USING GEOPHYSICS AND LUMINESCENCE GEOCHRONOLOGY TO DETERMINE THE AGE AND EXTENT OF THE ADAMS MILL FAULT AT THE SMITHSONIAN NATIONAL ZOOLOGICAL PARK, WASHINGTON, DC

Washington D.C. was built where the Piedmont Plateau and Atlantic coastal plain meet at the fall zone. The region is structurally complex, consisting of deformed crystalline Piedmont rocks and Cretaceous-Pliocene Atlantic Coastal Plain sediments overlain by unconsolidated gravel deposits of the ancestral Anacostia and Potomac Rivers. On the Piedmont at the original entrance of the Smithsonian National Zoological Park, the Adams Mill fault thrusts Cambrian basement over a Potomac River gravel deposit in a roadcut exposure. This exposure, along with faults observed at 18^th and California NW and at Lafayette Square are along the same trend, and two published USGS maps infer they are all on a ~5 km long transfer fault between two, NW striking, parallel features: the Rock Creek Shear Zone in the northwestern half of the city on the Piedmont, and the Stafford Fault System in the southern half of the city on the Atlantic Coastal Plain.

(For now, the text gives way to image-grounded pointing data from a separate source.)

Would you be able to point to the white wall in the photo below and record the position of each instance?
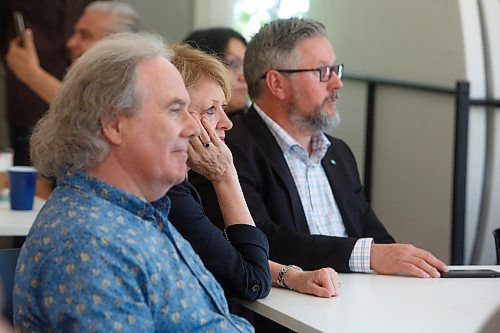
(422, 42)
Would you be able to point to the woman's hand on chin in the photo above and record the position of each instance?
(208, 155)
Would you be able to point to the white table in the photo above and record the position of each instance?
(17, 222)
(377, 303)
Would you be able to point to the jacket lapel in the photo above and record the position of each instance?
(273, 154)
(337, 178)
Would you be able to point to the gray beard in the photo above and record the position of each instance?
(320, 121)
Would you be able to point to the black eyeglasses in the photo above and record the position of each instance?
(325, 72)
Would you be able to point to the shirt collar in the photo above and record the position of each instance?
(287, 143)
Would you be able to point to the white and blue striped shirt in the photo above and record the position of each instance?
(320, 208)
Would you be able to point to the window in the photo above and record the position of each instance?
(249, 15)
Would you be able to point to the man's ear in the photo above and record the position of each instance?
(111, 129)
(276, 84)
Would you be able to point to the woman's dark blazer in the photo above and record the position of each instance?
(275, 205)
(241, 266)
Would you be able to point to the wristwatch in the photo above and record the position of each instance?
(281, 275)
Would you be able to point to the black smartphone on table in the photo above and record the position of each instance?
(470, 273)
(19, 23)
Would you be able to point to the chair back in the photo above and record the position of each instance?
(8, 260)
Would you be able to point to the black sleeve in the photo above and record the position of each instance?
(240, 266)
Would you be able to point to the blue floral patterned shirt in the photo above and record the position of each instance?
(98, 259)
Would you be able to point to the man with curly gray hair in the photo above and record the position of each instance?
(102, 255)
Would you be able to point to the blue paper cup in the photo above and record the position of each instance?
(22, 181)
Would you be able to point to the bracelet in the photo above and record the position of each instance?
(281, 275)
(225, 234)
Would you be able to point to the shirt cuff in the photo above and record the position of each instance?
(360, 256)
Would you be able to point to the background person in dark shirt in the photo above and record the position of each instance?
(52, 21)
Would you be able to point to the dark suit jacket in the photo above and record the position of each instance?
(275, 204)
(241, 267)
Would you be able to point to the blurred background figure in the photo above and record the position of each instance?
(52, 21)
(26, 65)
(229, 46)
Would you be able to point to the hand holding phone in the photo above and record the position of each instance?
(19, 23)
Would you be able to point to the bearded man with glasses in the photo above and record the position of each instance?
(301, 185)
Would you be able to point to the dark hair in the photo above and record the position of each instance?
(213, 40)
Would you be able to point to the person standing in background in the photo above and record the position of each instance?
(99, 19)
(52, 21)
(229, 46)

Although the region is aseismic, luminescence dating of feldspars in the faulted gravel indicates faulting is younger than ~451 ± 34 ka. This is significant because USGS drilling at Lafayette Square suggests fault slip could be episodic, which would classify the fault as a capable fault according to Nuclear Regulatory Commission guidelines. Additionally, depending on the USGS map, the fault either stops at Pennsylvania Avenue or continues south under the White House and Washington Monument and joins the Stafford Fault near the Thomas Jefferson Memorial. Geophysical techniques of Electrical Resistivity imaging (ER), ground penetrating radar (GPR), and refraction microtremor seismic (ReMi) were used test the geologic maps and see if the fault could be imaged and located, and to test how these techniques would work in a heavily urbanized environment. The GPR and ERT surveys at the National Zoo and Washington Monument clearly show the fault in multiple east-to west profiles. GPR and ER at the zoo also show the fault, which is visible in a roadcut. ReMi data are still being processed.

Mapping the extent of the Adams Mill fault is significant for seismic hazard and risk assessments. The 2011 M_w 5.8 Mineral, Virginia earthquake demonstrated how well seismic energy can be transmitted along faults at depth and how seismic energy is amplified through the unconsolidated sediments of the Atlantic coastal plain.